Жалуюсь ему — на него: завез в чужую страну и бросил здесь одну, да еще с братом, говно жизни расхлебывать. Он во всем виноват: если бы не он, ни за что брата не пригласила бы. Из-за него и пригласила — назло ему! Не выдержал!.. А мне каково? Видеть каждый день эти голубые кальсоны и слышать этот голос, не отличимый от папашиного, — и так до конца моей жизни? Занял его комнату:
— Ты уж не обижайся, сестренка — ему она уже не нужна… Ему она действительно больше не нужна, брат прав. Ему ничего больше не нужно теперь. Даже я ему не нужна. Он отбыл в неизвестном направлении — навсегда.
Там и здесь, до и после, какой-то рубеж, главное событие моей жизни, которое я проворонила. Роды? Нет, это не значительно — ни по ощущению, ни по результату. Два года не виделись, приехал на похороны, чужой, холодный, будто я во всем виновата. Конечно, в таком состоянии — сразу после скандала — лучше было за руль не садиться, но ведь это произошло спустя два дня, уже в Нью-Брунсвике — вот куда его занесло, наш обычный летний маршрут, на север, подальше от нью-йоркской жары, — или это все-таки самоубийство? Даже записки не оставил, а ведь так все любил обговаривать.
Дефлорация? И ее тоже у меня не было — не помню: кто? когда? Неужели сын меня ненавидит, как я — отца? Сказал, что самым тяжким впечатлением детства было, когда он, прося у меня прощения после очередного скандала, сам себе давал пощечины, а я смеялась и только тогда его прощала.
— Почему ты смеялась? — сказал он, когда мы возвратились с еврейского кладбища.

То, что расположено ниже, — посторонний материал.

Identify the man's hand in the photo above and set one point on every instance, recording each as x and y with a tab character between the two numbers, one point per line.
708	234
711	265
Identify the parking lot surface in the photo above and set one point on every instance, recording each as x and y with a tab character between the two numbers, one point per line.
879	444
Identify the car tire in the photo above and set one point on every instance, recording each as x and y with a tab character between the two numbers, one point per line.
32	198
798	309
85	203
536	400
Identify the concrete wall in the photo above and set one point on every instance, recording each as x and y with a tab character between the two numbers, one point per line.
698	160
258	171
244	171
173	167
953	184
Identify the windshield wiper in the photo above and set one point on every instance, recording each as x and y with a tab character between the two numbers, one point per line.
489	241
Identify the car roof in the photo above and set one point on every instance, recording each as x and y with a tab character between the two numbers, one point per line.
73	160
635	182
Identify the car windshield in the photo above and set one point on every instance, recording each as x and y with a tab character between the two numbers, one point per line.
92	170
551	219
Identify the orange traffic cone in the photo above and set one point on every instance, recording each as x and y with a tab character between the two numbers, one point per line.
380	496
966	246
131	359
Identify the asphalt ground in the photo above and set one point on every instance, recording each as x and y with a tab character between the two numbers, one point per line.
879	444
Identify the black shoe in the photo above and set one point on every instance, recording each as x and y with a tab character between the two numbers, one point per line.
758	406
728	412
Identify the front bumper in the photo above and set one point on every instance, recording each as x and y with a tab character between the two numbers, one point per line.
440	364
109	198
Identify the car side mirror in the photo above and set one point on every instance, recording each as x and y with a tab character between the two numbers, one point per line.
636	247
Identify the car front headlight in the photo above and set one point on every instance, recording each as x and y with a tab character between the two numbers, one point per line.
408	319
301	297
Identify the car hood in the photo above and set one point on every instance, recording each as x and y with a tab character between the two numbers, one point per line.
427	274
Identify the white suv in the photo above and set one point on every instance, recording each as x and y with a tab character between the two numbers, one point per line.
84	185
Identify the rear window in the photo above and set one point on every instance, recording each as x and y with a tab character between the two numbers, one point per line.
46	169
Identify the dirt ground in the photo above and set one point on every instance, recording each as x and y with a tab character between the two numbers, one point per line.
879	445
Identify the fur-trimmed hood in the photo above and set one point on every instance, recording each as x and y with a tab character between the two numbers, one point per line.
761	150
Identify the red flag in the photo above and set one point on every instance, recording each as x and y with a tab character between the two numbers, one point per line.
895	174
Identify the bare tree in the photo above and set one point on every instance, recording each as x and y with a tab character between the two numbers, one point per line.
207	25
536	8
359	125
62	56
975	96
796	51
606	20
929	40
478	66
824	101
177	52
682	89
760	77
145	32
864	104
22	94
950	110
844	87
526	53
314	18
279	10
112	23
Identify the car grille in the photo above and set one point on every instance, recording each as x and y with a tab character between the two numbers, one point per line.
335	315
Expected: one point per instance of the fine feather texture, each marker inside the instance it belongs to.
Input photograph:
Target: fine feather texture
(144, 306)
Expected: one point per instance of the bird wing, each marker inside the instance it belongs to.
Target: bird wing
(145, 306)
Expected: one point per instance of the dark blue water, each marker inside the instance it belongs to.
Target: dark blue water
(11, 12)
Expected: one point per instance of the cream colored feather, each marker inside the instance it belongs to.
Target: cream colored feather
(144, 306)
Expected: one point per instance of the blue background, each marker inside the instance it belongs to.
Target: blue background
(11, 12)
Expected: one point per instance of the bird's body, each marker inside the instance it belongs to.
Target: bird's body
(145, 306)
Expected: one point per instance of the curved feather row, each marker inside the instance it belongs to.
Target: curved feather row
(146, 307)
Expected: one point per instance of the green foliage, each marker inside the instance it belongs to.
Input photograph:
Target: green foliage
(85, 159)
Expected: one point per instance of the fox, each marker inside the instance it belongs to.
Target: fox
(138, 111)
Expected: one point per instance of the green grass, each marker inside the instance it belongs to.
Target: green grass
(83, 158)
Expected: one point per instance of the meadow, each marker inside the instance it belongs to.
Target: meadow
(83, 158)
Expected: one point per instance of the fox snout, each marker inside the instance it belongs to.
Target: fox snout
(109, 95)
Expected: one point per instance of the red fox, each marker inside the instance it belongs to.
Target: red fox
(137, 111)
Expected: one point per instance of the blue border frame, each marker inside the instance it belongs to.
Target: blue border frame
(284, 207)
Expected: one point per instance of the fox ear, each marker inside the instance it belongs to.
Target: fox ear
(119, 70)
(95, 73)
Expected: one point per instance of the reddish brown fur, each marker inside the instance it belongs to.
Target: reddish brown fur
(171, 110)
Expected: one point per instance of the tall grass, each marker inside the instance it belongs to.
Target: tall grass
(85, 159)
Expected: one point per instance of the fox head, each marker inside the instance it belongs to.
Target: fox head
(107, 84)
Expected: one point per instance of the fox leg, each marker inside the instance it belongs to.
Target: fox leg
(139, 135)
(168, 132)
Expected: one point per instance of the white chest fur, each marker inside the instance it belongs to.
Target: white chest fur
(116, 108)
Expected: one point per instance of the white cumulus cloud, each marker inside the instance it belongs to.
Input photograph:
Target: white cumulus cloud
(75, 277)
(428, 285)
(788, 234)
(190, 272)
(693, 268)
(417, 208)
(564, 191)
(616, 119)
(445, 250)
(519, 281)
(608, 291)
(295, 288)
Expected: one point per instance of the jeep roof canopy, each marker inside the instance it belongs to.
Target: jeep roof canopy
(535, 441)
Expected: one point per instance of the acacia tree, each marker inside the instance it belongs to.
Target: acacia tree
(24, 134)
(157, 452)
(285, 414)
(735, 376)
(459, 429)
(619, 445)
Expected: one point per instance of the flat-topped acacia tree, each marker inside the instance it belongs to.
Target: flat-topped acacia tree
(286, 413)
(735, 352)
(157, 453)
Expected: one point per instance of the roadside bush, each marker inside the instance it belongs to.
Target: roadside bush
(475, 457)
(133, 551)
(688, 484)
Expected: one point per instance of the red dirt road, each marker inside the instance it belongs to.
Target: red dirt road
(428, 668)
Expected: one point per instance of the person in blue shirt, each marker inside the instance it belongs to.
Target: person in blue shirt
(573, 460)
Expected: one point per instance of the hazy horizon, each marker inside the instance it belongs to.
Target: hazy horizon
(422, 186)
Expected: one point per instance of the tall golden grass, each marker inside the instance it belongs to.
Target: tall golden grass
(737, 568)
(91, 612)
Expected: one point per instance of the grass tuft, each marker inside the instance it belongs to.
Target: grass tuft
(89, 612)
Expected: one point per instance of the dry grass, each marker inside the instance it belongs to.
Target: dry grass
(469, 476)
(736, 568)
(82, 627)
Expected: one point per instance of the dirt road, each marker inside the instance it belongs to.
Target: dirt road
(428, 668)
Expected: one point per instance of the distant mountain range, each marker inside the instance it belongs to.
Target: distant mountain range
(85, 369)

Вот он и вернулся к своим, блудный сын своей племенной семьи, а я — к своей. Его смерть все поставила на места. А что, если это и есть рубеж моей жизни: не роды, которых как бы и не было, не дефлорация, которой не помню и даже кем — не знаю, не переезд через океан, а его смерть?
Как он был мелочен, когда касалось моей ярославской родни:
— Зачем твоему брату столько джинсов? Я одни и те же ношу не снимая, а ты ему посылаешь по нескольку в год. И почему обязательно «Ли» или «Леви-Страус»?
А теперь брат хочет перетащить сюда всю семью:
— Тебе же легче: посылки не надо собирать, что на них тратиться?
Заботливый! Никуда от них не деться, не откажешь — родственнички, там у них в стране полный завал, а мне — хана. Ну и пусть, теперь уж все равно.
Одно отдохновение — ездить к нему на кладбище, пусть и еврейское. Только бы брата не видеть, только бы домой не возвращаться! Сначала огорчалась: за тридевять земель, на Стэйтен-Айленд, заброшенное, зато дешевое — откуда было деньги взять? С трудом наскребла. Два часа на дорогу: метро, паром, автобус, а потом еще пешком переться. Что делать, машины нет — разбил вдребезги, когда с моста сверзился, брат сильно сокрушался по этому поводу, мечтал, оказывается, чтобы я его по Америке на ней повозила. Нет, не плачу, да и вообще его могила никаких с ним ассоциаций не вызывает, я и ходить к ней перестала, после того как однажды искала, искала, да так и не нашла. А просто так бродить по кладбищу люблю: камни, трава, дикие яблони, кусты жимолости, зайчики на могилах сидят, вдали церковь, еще дальше, на крутом холме, маяк, а за ним уже океан: не виден. И ни одной живой души, ему бы здесь понравилось, в конце концов я его приучила к таким местам, всюду за собой таскала, хоть в массе своей к природе равнодушны, но не безнадежны.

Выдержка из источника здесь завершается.